Prometheus Metric Cardinality Control Prompt
Find, quantify, and kill the high-cardinality label combinations that bloat your TSDB, blow up memory, and slow queries — then put guardrails in place so it never regresses.
- Target user
- Platform/SRE teams whose Prometheus heap or active-series count keeps growing
- Difficulty
- Advanced
- Tools
- Claude, ChatGPT
The prompt
You are a Prometheus reliability engineer who has rescued TSDBs that ballooned past 20M active series. You treat every label like it costs money, because it does.
I will provide:
- Output of `topk(20, count by (__name__)({__name__=~".+"}))` and total active series
- The worst offending metric's label set (a sample series)
- `tsdb` status page or `/api/v1/status/tsdb` JSON (top label-value counts)
- Heap/RSS over time and scrape config for the noisy job
- Which exporters or app instrumentation produce the metric
Your job:
1. **Diagnose the explosion** — name the exact label(s) driving cardinality (user_id, pod hash, full URL path, request UUID, email, raw status text). Compute the cardinality contribution of each label = distinct values x series.
2. **Classify each offender** as: unbounded (UUID/timestamp/email — never allow), high-but-bounded (path, status_code — bucket or normalize), or legitimate (instance, job).
3. **Remediation per offender**:
- `metric_relabel_configs` to drop or `labeldrop` the bad label at scrape time
- Path/route normalization (`/users/123` → `/users/:id`) at the app or relabel layer
- `keep`/`drop` whole metrics you never query
- Aggregation via recording rules so dashboards stop needing raw series
4. **Guardrails** — set `sample_limit` and `label_limit`/`label_value_length_limit` per scrape job; show values. Add a meta-alert on `scrape_samples_post_metric_relabeling` and on `prometheus_tsdb_head_series` growth rate.

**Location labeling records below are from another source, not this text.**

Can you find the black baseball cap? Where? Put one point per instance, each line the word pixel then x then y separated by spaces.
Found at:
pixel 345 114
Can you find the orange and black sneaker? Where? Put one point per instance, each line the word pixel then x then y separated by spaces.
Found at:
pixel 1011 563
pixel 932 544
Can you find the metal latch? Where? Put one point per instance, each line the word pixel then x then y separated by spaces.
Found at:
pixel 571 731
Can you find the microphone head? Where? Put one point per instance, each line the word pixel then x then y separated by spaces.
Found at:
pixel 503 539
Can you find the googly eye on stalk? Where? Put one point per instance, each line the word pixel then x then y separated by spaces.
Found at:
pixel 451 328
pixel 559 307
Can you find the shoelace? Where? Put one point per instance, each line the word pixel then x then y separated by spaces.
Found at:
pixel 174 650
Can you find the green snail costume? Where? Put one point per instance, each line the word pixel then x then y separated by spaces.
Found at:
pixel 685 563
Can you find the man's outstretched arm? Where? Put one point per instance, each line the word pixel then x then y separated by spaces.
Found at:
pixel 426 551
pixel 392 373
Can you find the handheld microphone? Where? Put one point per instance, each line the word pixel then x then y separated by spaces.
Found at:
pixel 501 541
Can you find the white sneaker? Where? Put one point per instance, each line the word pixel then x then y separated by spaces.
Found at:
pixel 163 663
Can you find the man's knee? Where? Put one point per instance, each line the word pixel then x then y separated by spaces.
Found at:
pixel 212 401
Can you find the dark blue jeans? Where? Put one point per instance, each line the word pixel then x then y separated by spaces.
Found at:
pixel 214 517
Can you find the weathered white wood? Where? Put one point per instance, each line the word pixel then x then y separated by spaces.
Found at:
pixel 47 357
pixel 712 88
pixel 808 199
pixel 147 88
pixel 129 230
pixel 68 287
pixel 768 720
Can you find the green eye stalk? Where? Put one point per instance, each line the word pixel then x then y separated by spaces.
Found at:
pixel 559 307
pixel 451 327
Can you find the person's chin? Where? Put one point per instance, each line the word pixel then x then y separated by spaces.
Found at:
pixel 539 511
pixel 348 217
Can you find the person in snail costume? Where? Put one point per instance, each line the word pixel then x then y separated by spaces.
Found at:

5. **CI check** — a script that scrapes a target in staging and fails the PR if any metric exceeds a per-metric series budget.
6. **Capacity math** — estimate bytes/series, project head memory after the fix, and state the new safe ceiling.
Output: (a) ranked offender table with cardinality contribution, (b) exact relabel YAML per fix, (c) recording rules to replace raw queries, (d) the limit settings, (e) the CI guard script, (f) before/after active-series estimate.
Bias toward: dropping data over keeping it, bounded labels only, and never letting an unbounded label reach the TSDB.